When they go abroad, their ignorance is often backed up by very valid alibis ("the teacher hated me at school", "during a trip to England I caught chicken pox") and some venial lies ("I understand everything, but I have some difficulty with pronunciation", or "I speak seven languages fluently, but I often get them mixed up").
This explains the success of Malindi, a happy island for the glottological ignorance of our fellow citizens.
In fact, those 'semi-illiterate' locals have learned our language much faster than we have managed to do in thirty years with theirs and with the elementary notions of English that would suffice to make themselves understood down here.
From the day you set foot in Kenya, you realised that the official language is Kiswahili, the commercial language is English, but the one most used in Malindi is Italian.
In fact, while at the airport in Mombasa the first African you met greeted you with the classic "Jambo!", as soon as you arrived in Malindi, you were greeted festively with a "Ciao amico!" or a "Benvenuto, fratello!", if not also with polished expressions such as "Salve, I hope your stay will be to your liking", or a more direct "Allora, vecchia canaglia, come ti va?" that will make you feel at home, especially if you are from Frosinone or the Verona area.
Every now and then, however, the much touted ignorance of Africans comes to the surface.
You will notice, for example, that if you order in Italian at a restaurant, you will inexplicably be served something different from what you asked for. Yet you had made it clear to the waiter: 'I would like a grilled sirloin steak, not overcooked, and as a side dish a mixed salad with a little rocket, corn, finely chopped celery, green beans and balsamic vinegar'.
To avoid any inconvenience and to be able to move easily between shops, restaurants and businesses of all kinds, the advice is to recruit one of the many young people you met on the street or on the beach during the first few days of your holiday.
On the other hand, it was certainly their friendliness that made them your friends: among many tourists, they chose you because they understood that you are different from the others, more affable, available, ready to joke and not at all racist.
You really didn't think you would hear any bingo-bongo saying phrases like "red in the evening, good weather we hope" or listening to them singing "tutti al mare a showrar le chiappe chiare".
What fun!

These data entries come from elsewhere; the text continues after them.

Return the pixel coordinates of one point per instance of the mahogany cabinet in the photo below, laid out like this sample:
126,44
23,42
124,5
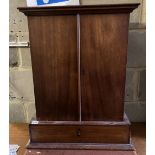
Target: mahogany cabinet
79,56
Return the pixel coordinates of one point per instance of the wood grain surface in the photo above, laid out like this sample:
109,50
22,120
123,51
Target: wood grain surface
71,152
54,62
18,134
48,133
103,66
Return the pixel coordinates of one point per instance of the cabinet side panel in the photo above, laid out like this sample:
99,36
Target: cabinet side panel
53,42
103,65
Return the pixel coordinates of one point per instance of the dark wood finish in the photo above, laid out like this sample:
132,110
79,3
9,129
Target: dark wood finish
103,132
54,62
18,134
71,152
82,146
82,9
79,134
78,60
103,65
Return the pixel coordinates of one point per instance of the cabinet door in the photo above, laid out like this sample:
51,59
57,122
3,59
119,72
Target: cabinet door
53,42
103,65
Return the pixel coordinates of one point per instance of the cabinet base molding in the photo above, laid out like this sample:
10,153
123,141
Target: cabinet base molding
77,152
106,135
81,146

The best ones, if you tell them the city or the region they come from, will soon produce a dialect vocabulary that will make the salumiere in your neighbourhood in Italy blush.
Are you from Tuscany? Your new friend will come up with 'I want a hohahola hon la hannuccia horta'.
Are you from Naples? Here they are, walking around and chanting "Uè uagliò, facimm' ambress!".
What spirit, what intelligence! Unbelievable stuff (but they are not all like that, unfortunately...). Characters like these can be trusted. Thanks to them you will do great business, because they know all the local traders. You will pay five thousand shillings for a shell that seems to be handmade, but was actually found, just think, beyond the twelfth coral reef and could be 112 years old.
These young, black, flesh-and-blood dictionaries with reassuring names (Totti, Prezzemolo, Pepperoni, Zucchero, Capodanno) will become your factotums, your business advisors, and thanks to them you can deal with anyone, while continuing to ignore English.
In fact, they will give you lessons in Kiswahili, teaching you that habari is not moto a luogo in città pugliese, but How are you and that you must answer mzuri, which means well, even if they have just stolen your wallet.
However, your Kenyan multilingual friends should not be particularly attractive, so as not to run the risk of seeing them too often accompanying your wife or daughter, nor should they dress too well, so as not to give the impression that you are too rich and cannot pay less for everything.
So you will tend to prefer those who are a bit scruffy, rather dirty and quite slimy.
The best ones on the market are a little guy always dressed in football uniforms with whom you can talk about the Serie A appearances of goalkeeper Donnarumma in the 2016 season and all national and international sports.
Or a stoner with a limp (poor guy) twisted around a bigger stick than him who can get you everything from a lady-in-waiting to friggitelli, or a pirate DVD salesman, a clam pusher and a black-clad cambista who looks like Barry White.
Real characters like these, in Italy, you don't meet anymore.
The homeless man you used to pay for the "bianchino" is now an angry Albanian who asks you directly for ten euros or sells you coke, the village idiot is holed up at home and dispenses his pearls of wisdom from his Facebook page, then his megabytes turn and he stabs his parents.
No one will say hello to you unless they need something from you, let alone stop by for a chat.
So you have learned to do the same thing yourself and now you are surprised that everything is different here!
Everyone smiles, everyone remembers your name!
But most of all, what a beauty, they speak your language!
And the margin for cheating with these poor, jovial people is so small that it is worth socialising.
Especially as they will never laugh at you if you keep saying "I'll take a tutu to the marine park" or "I'll go to Watamu with the macaque", if you open a "Pio Box" or go on a safari in "Max Mara".
Because you don't know languages, but you are not stupid!